Although Solarcentury is protected to a large degree by being an international company active on four continents, we are also not immune to the effects of these policy shocks in our domestic market. The ongoing uncertainty surrounding the future of the feed-in tariff scheme for example, has cost us at least £16m of turnover from cancelled social housing schemes.
Nor can UK solar companies yet plan their businesses properly in the UK for FY 2016/17, since they do not know what feed-in tariff regime (if any) will be in place next year. The government consulted on changes to the feed-in tariff scheme from January and here we are on the 8th December, awaiting the outcome of that particular consultation, with the threat of total scheme closure next year, still not ruled out. And yet incredibly Ministers tell MPs that they have provided investor “certainty.”
Although we are also still awaiting the outcome of the Renewables Obligation consultation which closed on 2nd September, it is surely inevitable that the solar RO will close next April, a year early. We are being hit by the double whammy of solar, uniquely being singled out for “special” treatment, with the threatened end to grandfathering under the RO from 22nd July 2015. If the government confirms that policy, that will amount to a retrospective policy change.

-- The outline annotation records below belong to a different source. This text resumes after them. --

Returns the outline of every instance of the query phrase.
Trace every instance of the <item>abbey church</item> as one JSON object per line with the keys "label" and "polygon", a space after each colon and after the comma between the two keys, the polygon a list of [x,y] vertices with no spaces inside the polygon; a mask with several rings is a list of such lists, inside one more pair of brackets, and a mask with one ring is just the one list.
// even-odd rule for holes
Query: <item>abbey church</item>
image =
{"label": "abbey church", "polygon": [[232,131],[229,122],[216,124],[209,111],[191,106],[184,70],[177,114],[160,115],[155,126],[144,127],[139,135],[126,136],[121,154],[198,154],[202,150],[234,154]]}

It is hardly surprising that the government is already facing several legal challenges on different aspects of solar and wider renewables policy, such is the level of anger and shock across the industry at the government’s tactics and the pace and scale of change since 7th May.
Unlike onshore wind, nor can the Conservatives claim a “mandate” for this action against the solar industry, since their Manifesto was completely silent on the issue.
The 2014 Solar Strategy launched with great optimism by a Tory Energy Minister from a party that not so very long ago was proud to champion decentralised energy is an obvious casualty of the new political realities facing our industry. Frankly, it is now not worth the paper it is written on. The Impact Assessments accompanying the summer’s consultations spell out the policy intention to severely restrict solar deployment to 2020/21. In that context, Conservative commitments to putting “rocket boosters” under commercial solar and Amber Rudd’s enthusiastic post-election support for a “solar revolution” now ring hollow.
It’s not too late of course for ministers to see sense and pull back from the extreme positions that they have adopted since the election. It makes no sense for a government committed to bearing down on consumer costs to penalise the only technology that has a realistic plan to be support free by the end of this Parliament. Nor does it make sense for the Prime Minister to welcome India’s initiative in setting up the International Solar Alliance while simultaneously taking the axe to the very same technology at home. The fact is that ministers have a very affordable and actually rather modest Solar Trade Association plan on the table, that would cap solar spend under the feed-in tariff from January and add at most £1 pa to typical domestic energy bills from 2018/19.
The alternative is stark, but even this ideologically driven pro-nuclear pro-fracking government cannot really want to preside over thousands more solar job losses in hundreds of UK SMEs can it? Can it? How will the Prime Minister explain that to his grandchildren?”